The Pennsylvania Land Trust Association researched the costs of due diligence steps in acquiring a conservation easement:
Data was collected in two ways: direct survey of conservation easement and analysis of grant applications. Land trusts and county agricultural land preservation boards were surveyed via phone and email. One hundred land trusts and agricultural land preservation boards were surveyed in 2011. Responses were received from 70. Information was also obtained from the Conservation Easement Assistance Program applications of 26 land trusts. In these applications, land trusts report to the Pennsylvania Land Trust Association the actual costs of each due diligence step they undertake to acquire a new conservation easement.
Land trusts and agricultural land preservation boards reported that survey costs could vary greatly from easement to easement. Variations in the size of the property, the exclusion of portions of the property from the easement, the number of minimal and highest protection areas and the time of year (especially for farmland, where the presence of tall crops can make the survey more difficult) are the factors the land trusts and preservation boards cited that cause the variation in survey price.
Many organizations were uncomfortable reporting an average survey cost due to the inherent variations and instead reported a range of costs. The range of costs provided by all these organizations was $500 to $80,000. The average low cost was $3,488 and the average high cost was $15,665. For those land trusts and agricultural land preservation boards comfortable with reporting an average survey cost, the average cost was $4,362. The reported average costs ranged from $1,250 to $10,000. One agricultural land preservation board reported average costs of $35-$40 an acre.
Thirty-nine percent of land trusts always require a new survey.
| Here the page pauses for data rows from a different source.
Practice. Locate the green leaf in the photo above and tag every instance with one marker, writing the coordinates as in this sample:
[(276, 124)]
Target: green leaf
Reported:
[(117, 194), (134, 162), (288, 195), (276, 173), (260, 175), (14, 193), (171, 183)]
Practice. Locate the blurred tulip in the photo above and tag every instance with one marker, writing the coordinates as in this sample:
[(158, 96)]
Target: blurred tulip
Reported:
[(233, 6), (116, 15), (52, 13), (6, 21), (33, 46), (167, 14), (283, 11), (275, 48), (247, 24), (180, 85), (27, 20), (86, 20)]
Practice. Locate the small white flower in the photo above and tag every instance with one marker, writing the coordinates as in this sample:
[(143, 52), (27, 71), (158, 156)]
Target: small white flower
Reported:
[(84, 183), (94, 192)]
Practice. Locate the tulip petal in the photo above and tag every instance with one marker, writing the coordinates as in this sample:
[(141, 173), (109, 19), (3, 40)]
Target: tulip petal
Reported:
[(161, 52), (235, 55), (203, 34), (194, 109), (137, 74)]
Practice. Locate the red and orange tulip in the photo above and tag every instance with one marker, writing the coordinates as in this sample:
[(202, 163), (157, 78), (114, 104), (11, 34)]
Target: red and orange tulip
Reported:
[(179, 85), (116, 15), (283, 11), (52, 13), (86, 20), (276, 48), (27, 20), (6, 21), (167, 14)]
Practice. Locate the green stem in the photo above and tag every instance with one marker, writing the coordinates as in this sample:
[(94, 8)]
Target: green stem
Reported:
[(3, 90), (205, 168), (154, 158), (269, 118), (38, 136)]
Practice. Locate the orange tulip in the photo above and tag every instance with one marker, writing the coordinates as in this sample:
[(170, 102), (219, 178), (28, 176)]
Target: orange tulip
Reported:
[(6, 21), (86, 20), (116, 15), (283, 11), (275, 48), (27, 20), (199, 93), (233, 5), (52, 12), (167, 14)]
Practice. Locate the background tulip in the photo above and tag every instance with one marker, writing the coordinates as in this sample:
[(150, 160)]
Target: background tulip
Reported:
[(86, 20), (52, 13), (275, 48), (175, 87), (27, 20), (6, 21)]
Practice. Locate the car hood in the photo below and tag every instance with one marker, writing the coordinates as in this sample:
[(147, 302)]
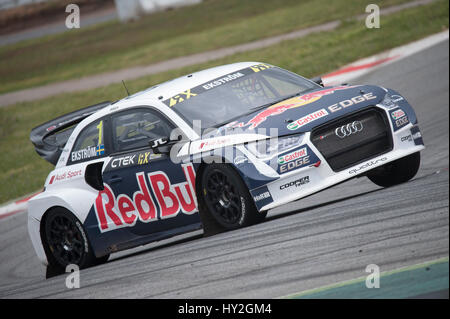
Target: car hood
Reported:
[(304, 112), (291, 116)]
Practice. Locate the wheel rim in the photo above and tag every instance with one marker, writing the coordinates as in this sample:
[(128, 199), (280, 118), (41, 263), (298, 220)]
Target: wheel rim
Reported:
[(65, 240), (222, 197)]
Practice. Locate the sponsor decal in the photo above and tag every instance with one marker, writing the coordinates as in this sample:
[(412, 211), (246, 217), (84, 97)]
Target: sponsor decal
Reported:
[(225, 79), (397, 114), (354, 100), (292, 156), (396, 98), (88, 152), (100, 150), (349, 129), (407, 138), (65, 176), (262, 196), (399, 118), (282, 107), (123, 161), (294, 159), (367, 165), (193, 92), (416, 135), (300, 162), (260, 67), (401, 122), (120, 211), (307, 119), (139, 158), (297, 183), (181, 97)]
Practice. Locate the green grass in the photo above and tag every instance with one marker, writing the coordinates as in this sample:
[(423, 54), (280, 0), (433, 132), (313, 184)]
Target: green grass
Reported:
[(210, 25), (23, 171)]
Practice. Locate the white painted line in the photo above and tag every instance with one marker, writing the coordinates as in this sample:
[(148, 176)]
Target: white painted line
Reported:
[(366, 65)]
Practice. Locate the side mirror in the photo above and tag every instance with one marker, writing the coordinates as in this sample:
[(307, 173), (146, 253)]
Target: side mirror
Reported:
[(163, 145), (317, 80)]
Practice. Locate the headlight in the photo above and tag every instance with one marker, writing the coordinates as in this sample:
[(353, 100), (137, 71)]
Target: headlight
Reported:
[(270, 147), (390, 101)]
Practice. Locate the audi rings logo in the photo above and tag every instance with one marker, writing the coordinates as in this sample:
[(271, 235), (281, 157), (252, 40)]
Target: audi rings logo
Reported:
[(349, 129)]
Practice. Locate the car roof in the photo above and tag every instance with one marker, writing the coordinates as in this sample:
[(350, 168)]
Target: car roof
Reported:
[(173, 87)]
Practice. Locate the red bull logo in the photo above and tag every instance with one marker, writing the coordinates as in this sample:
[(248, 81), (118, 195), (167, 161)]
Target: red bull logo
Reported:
[(282, 107)]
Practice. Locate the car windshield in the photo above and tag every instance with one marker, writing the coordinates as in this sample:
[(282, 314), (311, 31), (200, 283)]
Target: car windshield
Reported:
[(219, 102)]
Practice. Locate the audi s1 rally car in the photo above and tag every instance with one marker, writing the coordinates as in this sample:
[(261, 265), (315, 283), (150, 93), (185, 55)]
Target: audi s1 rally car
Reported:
[(215, 149)]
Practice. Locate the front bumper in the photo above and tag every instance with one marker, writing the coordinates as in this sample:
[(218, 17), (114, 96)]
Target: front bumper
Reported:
[(308, 180)]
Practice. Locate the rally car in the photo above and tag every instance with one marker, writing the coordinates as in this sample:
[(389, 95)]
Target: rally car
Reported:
[(215, 149)]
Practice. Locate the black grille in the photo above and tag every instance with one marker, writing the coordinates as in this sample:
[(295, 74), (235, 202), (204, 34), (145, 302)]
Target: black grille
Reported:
[(362, 135)]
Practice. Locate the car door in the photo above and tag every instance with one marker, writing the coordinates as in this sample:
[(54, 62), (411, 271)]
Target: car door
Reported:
[(146, 192)]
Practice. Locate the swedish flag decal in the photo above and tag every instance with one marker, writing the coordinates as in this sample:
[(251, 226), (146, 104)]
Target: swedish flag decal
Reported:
[(100, 150)]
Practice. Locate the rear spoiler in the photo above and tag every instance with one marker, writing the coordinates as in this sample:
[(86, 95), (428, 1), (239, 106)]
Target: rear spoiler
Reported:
[(50, 138)]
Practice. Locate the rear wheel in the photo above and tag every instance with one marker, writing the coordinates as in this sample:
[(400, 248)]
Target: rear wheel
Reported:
[(396, 172), (225, 202), (66, 241)]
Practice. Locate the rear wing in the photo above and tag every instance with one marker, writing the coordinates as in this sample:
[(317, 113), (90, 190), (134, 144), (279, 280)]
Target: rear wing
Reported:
[(50, 138)]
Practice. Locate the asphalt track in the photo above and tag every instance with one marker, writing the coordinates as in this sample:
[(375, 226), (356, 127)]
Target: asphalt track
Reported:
[(325, 239)]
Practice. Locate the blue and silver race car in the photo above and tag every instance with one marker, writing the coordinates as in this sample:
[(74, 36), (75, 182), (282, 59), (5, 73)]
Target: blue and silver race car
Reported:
[(215, 149)]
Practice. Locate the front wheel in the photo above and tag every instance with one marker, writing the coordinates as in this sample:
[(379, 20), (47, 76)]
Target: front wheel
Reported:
[(66, 241), (225, 202), (396, 172)]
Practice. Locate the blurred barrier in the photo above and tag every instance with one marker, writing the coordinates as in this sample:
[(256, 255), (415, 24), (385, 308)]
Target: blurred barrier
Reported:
[(133, 9)]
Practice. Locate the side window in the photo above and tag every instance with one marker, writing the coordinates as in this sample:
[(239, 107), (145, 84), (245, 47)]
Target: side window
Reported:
[(134, 129), (90, 142)]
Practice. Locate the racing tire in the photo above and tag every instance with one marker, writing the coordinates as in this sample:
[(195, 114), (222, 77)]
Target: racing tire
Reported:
[(65, 242), (396, 172), (225, 202)]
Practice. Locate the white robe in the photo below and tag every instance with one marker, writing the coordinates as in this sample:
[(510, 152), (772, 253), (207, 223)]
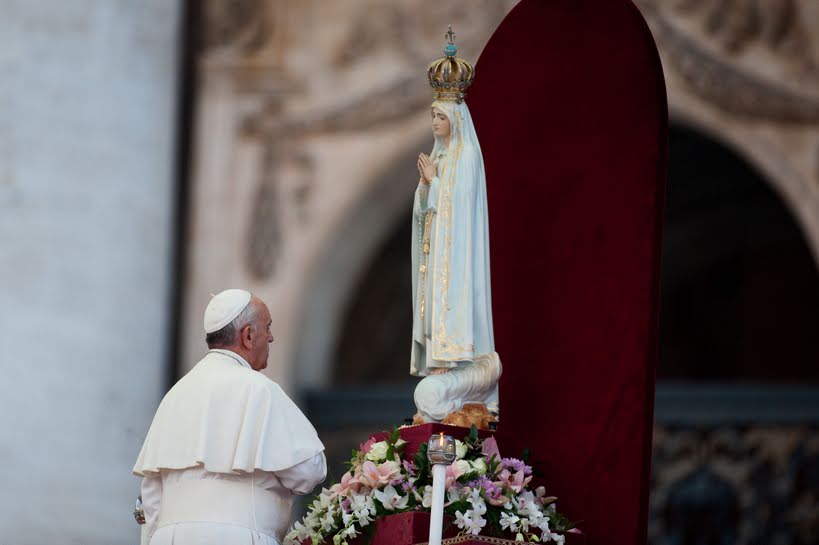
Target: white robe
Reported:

Forty-four percent sometimes require one and 17% do not require new surveys.
For land trusts that sometimes require a new survey, the availability and the source of funding for the easement are often the determining factors in whether or not a new survey will be done. Funders often require a survey, and often offer the funds to pay for it. Land trusts cited insufficient funds as a common reason to not always require a survey.
Additional reasons cited to complete one were significant exclusions of land from the easement, title discrepancies or potential trespass issues. Five land trusts stated that they complete a survey when staff determine the most current survey is insufficient.
Agricultural land preservation boards are required by the state to have a survey with a legal description that does not contain a closure error greater than 1 foot per 200 linear feet. However, boards are allowed to go above and beyond this requirement, and 40% stated that they always require a new survey, regardless of whether a current survey that meets the closure rules exists. Seventeen percent stated they would go beyond the state closure rules for a property-specific reason, mainly if a landowner requests to exclude property from the easement. Of the remaining boards, one stated that they always require a survey, but might use the state closure rules to save money, and one always requires a survey unless a recent one exists that meets the state rules.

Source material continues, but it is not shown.